Regular and chaotic dynamics of non-spherical bodies. Zeldovich's pancakes and emission of very long gravitational waves

TL;DR

This paper reviews an approximate method for analyzing the dynamics of non-spherical, self-gravitating bodies, revealing how deviations from sphericity prevent singular collapse and lead to oscillations, with implications for structure formation and gravitational wave emission.

Contribution

It introduces a simplified differential equation approach to study stability and collapse of non-spherical bodies, including dark matter pancakes, highlighting oscillatory behaviors and gravitational wave estimates.

Findings

Non-spherical deviations prevent singular collapse via oscillations.

Chaotic and regular pulsations are identified through Poincare diagrams.
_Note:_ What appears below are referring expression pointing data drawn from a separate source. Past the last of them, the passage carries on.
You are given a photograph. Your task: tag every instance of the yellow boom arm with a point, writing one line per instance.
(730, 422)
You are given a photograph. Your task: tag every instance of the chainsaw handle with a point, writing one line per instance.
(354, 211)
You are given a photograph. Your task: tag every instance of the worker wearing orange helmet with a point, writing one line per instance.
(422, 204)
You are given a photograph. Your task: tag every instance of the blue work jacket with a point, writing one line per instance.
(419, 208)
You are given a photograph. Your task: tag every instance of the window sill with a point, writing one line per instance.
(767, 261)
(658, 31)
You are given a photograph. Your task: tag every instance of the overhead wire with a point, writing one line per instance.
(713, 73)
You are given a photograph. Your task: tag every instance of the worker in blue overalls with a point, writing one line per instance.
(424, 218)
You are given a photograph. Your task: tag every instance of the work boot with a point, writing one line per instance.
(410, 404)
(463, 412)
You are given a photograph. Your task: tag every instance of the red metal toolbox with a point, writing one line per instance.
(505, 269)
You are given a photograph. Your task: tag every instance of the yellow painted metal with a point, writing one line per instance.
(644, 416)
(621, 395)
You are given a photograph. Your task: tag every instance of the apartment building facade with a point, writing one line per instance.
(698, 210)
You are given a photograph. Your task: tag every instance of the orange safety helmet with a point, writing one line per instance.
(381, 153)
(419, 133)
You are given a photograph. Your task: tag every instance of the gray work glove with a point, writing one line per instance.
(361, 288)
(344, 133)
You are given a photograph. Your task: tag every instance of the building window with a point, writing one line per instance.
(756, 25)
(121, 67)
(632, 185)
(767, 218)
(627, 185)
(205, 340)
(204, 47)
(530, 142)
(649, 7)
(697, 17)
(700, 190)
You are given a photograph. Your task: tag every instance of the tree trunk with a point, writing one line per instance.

Long gravitational waves are emitted during collapse, affecting cosmic microwave background.

Abstract

In this paper we review a recently developed approximate method for investigation of dynamics of compressible ellipsoidal figures. Collapse and subsequent behaviour are described by a system of ordinary differential equations for time evolution of semi-axes of a uniformly rotating, three-axis, uniform-density ellipsoid. First, we apply this approach to investigate dynamic stability of non-spherical bodies. We solve the equations that describe, in a simplified way, the Newtonian dynamics of a self-gravitating non-rotating spheroidal body. We find that, after loss of stability, a contraction to a singularity occurs only in a pure spherical collapse, and deviations from spherical symmetry prevent the contraction to the singularity through a stabilizing action of nonlinear non-spherical oscillations. The development of instability leads to the formation of a regularly or chaotically oscillating body, in which dynamical motion prevents the formation of the singularity. We find regions of chaotic and regular pulsations by constructing a Poincare diagram. A real collapse occurs after damping of the oscillations because of energy losses, shock wave formation or viscosity. We use our approach to investigate approximately the first stages of collapse during the large scale structure formation. The theory of this process started from ideas of Ya. B. Zeldovich, concerning the formation of strongly non-spherical structures during nonlinear stages of the development of gravitational instability, known as 'Zeldovich's pancakes'. In this paper the collapse of non-collisional dark matter and the formation of pancake structures are investigated approximately. We estimate an emission of very long gravitational waves during the collapse, and discuss the possibility of gravitational lensing and polarization of the cosmic microwave background by these waves.